Alternatively, we could just update the resources to reflect the new APIs, and anyone on the current released integration will need to drop and recreate their App Mesh resources with the new structures. This is where my concern for existing adoption comes in to play.

@bcelenza Terraform has robust state migration functionality so we should be able to rewrite state files created with the initial API version into a format that reflects the new API version:

• service_name -> hostname
• backends changes from list of virtual_services which are themselves a simple map with a single virtual_service_name string element

We should be able to find an suitable example in the code.

Additional proposed API changes:

• https://github.com/awslabs/aws-app-mesh-examples/issues/94

@bcelenza Is there a newer API model JSON with the latest proposed changes?

@ewbankkit Not yet -- we're still waiting for the last pieces of VirtualRouter listeners to reach production before we distribute an updated JSON. ETA Tuesday of next week, if I had to guess.

Updated Go SDK is now available as v1.17.13.

@bcelenza I am working right now on a draft PR based on the original app-mesh-2019-01-25.trial.json model changes.
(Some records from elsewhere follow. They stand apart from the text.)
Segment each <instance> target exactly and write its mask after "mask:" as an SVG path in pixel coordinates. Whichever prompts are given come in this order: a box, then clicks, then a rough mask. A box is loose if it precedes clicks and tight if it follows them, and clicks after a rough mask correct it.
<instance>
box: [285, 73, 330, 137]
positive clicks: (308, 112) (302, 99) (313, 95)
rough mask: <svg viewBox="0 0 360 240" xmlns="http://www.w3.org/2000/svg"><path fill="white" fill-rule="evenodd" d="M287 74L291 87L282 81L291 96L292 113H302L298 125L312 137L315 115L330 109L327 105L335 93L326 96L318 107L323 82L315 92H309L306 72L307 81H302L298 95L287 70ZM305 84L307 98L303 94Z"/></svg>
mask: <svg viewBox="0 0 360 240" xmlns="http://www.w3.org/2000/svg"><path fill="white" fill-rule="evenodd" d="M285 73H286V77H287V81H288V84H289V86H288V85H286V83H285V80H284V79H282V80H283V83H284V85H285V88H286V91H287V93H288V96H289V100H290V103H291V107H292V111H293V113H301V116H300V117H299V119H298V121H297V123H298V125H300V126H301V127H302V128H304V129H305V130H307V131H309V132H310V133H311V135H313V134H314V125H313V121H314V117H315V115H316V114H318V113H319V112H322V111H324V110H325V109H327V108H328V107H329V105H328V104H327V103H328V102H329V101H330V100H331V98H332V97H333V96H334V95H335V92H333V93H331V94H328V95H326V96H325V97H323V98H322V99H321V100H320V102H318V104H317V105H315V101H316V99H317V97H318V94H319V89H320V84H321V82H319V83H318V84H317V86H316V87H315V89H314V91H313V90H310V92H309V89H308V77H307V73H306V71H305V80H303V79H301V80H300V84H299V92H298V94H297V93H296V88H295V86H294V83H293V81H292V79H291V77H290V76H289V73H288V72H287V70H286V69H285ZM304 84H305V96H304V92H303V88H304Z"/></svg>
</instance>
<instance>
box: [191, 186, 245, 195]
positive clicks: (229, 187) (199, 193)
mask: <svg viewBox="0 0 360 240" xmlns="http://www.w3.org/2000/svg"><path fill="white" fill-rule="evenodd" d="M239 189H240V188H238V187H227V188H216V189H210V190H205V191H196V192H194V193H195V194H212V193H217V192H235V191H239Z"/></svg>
I'll rebase it on the new AWS SDK.

Will do, just wanted to get my current WIP pushed: https://github.com/terraform-providers/terraform-provider-aws/pull/7858.

@bcelenza To clarify dependencies (I saw some error messages during testing):

• If a virtual service has a virtual node or virtual router provider then that virtual node or virtual router cannot be deleted before virtual service is deleted, correct?
• The dependency graph is then
  
  
  
  • _Mesh_ => _Virtual Node_ => _Virtual Service_ or
  
  
  • _Mesh_ => _Virtual Router_ => _Virtual Service_
  
  

@bcelenza To clarify dependencies (I saw some error messages during testing):

• If a virtual service has a virtual node or virtual router provider then that virtual node or virtual router cannot be deleted before virtual service is deleted, correct?

• The dependency graph is then

  • _Mesh_ => _Virtual Node_ => _Virtual Service_ or
  • _Mesh_ => _Virtual Router_ => _Virtual Service_

That's correct, the Virtual Service must be deleted before it's provider (VirtualNode or VirtualRouter). The thinking behind this is that the same actor in an organization likely owns both the Virtual Service and its providers, so it is there to protect them from creating an unintended outage of their own service.

These changes will go out in version 2.3.0 of the Terraform AWS Provider middle of next week unless we decide to release this as a 3.0.0 due to the breaking changes.

In the future, we may decide to relegate Public Preview and Beta APIs to separate Terraform AWS Provider(s) to prevent this situation in the future.

This has been released in version 2.3.0 of the Terraform AWS provider. Please see the Terraform documentation on provider versioning or reach out if you need any assistance upgrading.

I'm going to lock this issue because it has been closed for _30 days_ ⏳. This helps our maintainers find and focus on the active issues.

If you feel this issue should be reopened, we encourage creating a new issue linking back to this one for added context. Thanks!